Neither is completely side-effect free. Both can cause a brief burning sensation during application. Clove oil is a known tissue irritant and caused small mouth ulcers in some study participants. Benzocaine, when used in large amounts, carries a rare but serious risk of a blood oxygen condition called methemoglobinemia. For a toothache, a small dab applied directly to the painful spot is generally well tolerated, but these are meant as short-term bridges to proper treatment, not daily solutions.
Who Should Avoid Ibuprofen
Ibuprofen and other anti-inflammatory painkillers are not safe for everyone. You should avoid them or use them only under medical guidance if you have:
- Stomach ulcers or a history of GI bleeding. These drugs irritate the stomach lining and can trigger or worsen ulcers.
- Kidney disease. Even short-term use can harm the kidneys in people with existing kidney problems.

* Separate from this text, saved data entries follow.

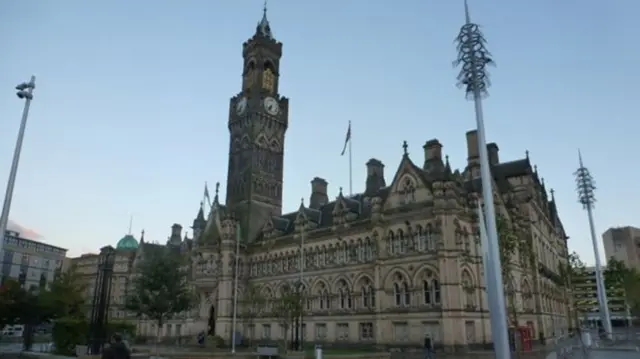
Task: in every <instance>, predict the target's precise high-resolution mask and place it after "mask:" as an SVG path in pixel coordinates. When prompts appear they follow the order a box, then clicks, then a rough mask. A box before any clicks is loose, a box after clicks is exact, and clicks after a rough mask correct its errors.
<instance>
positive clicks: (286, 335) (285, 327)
mask: <svg viewBox="0 0 640 359" xmlns="http://www.w3.org/2000/svg"><path fill="white" fill-rule="evenodd" d="M274 304H275V305H274V312H275V314H276V316H277V318H278V320H279V321H280V324H282V327H283V329H284V348H285V351H286V350H287V348H288V345H287V338H288V337H289V329H291V325H292V324H293V322H294V320H295V319H296V318H297V317H299V316H300V314H301V311H302V291H301V290H299V289H297V288H296V287H295V285H294V284H285V285H284V286H283V287H282V290H281V291H280V297H278V298H276V302H275V303H274Z"/></svg>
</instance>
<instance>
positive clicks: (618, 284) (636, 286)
mask: <svg viewBox="0 0 640 359" xmlns="http://www.w3.org/2000/svg"><path fill="white" fill-rule="evenodd" d="M603 274H604V280H605V285H606V287H607V293H610V294H612V295H614V296H618V297H623V298H624V301H625V303H626V305H627V307H628V308H629V310H630V311H631V312H632V313H633V314H634V315H635V314H636V313H638V311H639V310H640V274H639V273H638V271H637V270H636V269H632V268H628V267H627V266H626V265H625V264H624V262H622V261H618V260H616V259H615V258H613V257H612V258H610V259H609V261H607V267H606V269H605V270H604V273H603Z"/></svg>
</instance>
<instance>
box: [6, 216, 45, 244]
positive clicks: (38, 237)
mask: <svg viewBox="0 0 640 359" xmlns="http://www.w3.org/2000/svg"><path fill="white" fill-rule="evenodd" d="M7 229H8V230H10V231H15V232H18V233H20V236H22V237H24V238H28V239H35V240H40V241H41V240H43V239H44V236H43V235H41V234H40V233H38V232H36V231H35V230H33V229H30V228H27V227H23V226H21V225H19V224H18V223H16V222H14V221H12V220H9V223H8V224H7Z"/></svg>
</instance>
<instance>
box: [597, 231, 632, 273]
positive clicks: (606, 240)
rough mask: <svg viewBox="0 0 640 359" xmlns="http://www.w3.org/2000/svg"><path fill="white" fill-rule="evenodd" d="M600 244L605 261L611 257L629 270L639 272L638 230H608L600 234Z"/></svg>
mask: <svg viewBox="0 0 640 359" xmlns="http://www.w3.org/2000/svg"><path fill="white" fill-rule="evenodd" d="M602 243H603V244H604V253H605V255H606V256H607V259H609V258H611V257H613V258H615V259H616V260H618V261H621V262H622V263H624V264H625V265H626V266H627V267H629V268H636V269H638V270H640V228H636V227H631V226H627V227H617V228H609V229H607V230H606V231H605V232H604V233H603V234H602Z"/></svg>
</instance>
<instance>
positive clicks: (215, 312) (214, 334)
mask: <svg viewBox="0 0 640 359" xmlns="http://www.w3.org/2000/svg"><path fill="white" fill-rule="evenodd" d="M208 324H209V328H208V330H207V334H208V335H211V336H213V335H216V308H215V307H214V306H213V305H211V307H210V308H209V322H208Z"/></svg>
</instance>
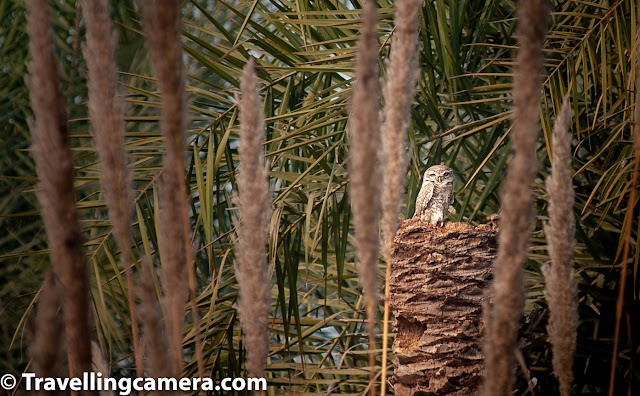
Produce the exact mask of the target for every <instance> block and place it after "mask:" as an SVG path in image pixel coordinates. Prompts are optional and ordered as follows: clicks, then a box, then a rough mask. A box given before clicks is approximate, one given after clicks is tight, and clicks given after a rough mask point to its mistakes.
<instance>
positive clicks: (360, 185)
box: [349, 0, 380, 394]
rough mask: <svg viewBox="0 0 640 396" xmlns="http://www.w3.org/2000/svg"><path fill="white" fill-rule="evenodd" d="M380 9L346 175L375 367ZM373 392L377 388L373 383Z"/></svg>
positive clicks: (358, 59)
mask: <svg viewBox="0 0 640 396" xmlns="http://www.w3.org/2000/svg"><path fill="white" fill-rule="evenodd" d="M377 65H378V13H377V10H376V6H375V2H374V1H373V0H368V1H367V2H366V3H365V6H364V10H363V16H362V33H361V35H360V39H359V40H358V53H357V55H356V64H355V70H356V83H355V86H354V88H353V97H352V98H351V100H352V102H351V116H350V119H349V123H350V128H349V131H350V138H351V144H350V151H351V154H350V157H349V176H350V178H351V182H350V187H349V188H350V197H351V206H352V208H353V223H354V226H355V233H356V235H355V236H356V248H357V253H358V260H359V266H358V271H359V273H360V283H361V285H362V287H363V289H364V296H365V299H364V301H365V304H366V307H367V324H368V326H367V332H368V333H369V366H370V367H371V370H372V376H373V368H374V367H375V359H374V355H373V350H374V349H375V318H376V312H377V305H378V295H377V292H378V291H377V286H376V275H377V272H378V265H377V264H378V246H379V231H378V225H379V219H378V213H379V211H380V199H379V177H378V175H379V169H378V159H377V151H378V147H379V144H380V133H379V124H378V111H379V104H378V95H377V93H376V84H377V82H378V68H377ZM370 390H371V392H372V394H373V392H375V387H374V386H373V384H371V388H370Z"/></svg>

- Heart disease or stroke risk factors. The FDA warns that anti-inflammatory painkillers increase the risk of heart attack and stroke, potentially within the first weeks of use, with higher doses and longer use raising the risk further.
- Bleeding disorders or blood thinner use. These drugs interfere with clotting and increase the risk of bleeding, especially when combined with anticoagulant medications.
- Prior gastric bypass surgery. The risk of ulceration is significantly higher after bypass procedures.
If ibuprofen is off the table, acetaminophen alone is the fallback. It is gentler on the stomach and kidneys, but it does stress the liver. People with liver disease or those who drink alcohol regularly should cap their dose at 2,000 mg per day, roughly half the standard maximum for healthy adults.
When Pain Signals Something Serious
A toothache that responds to over-the-counter painkillers and fades within a day or two is typically manageable until you can see a dentist. Certain signs, however, mean the underlying problem has escalated beyond what painkillers can handle.
Facial swelling, especially if it spreads toward the jaw, eye, or neck, points to an infection that may be spreading into surrounding tissue. Fever alongside dental pain is another clear warning sign. Swollen lymph nodes in the neck, a persistent bad taste in your mouth (often from a draining abscess), or general feelings of illness suggest the infection is systemic. If you have difficulty swallowing or breathing along with facial swelling, that is a medical emergency requiring an ER visit, not a dental office. The same applies to uncontrolled bleeding, jaw trauma, or serious facial injuries.
Pain that is severe enough to prevent sleeping or eating, or that lasts more than a day without improving, warrants urgent dental care. Painkillers manage symptoms, but they do nothing to fix the cavity, crack, or infection causing the problem. The sooner the source is treated, the less pain management you will need.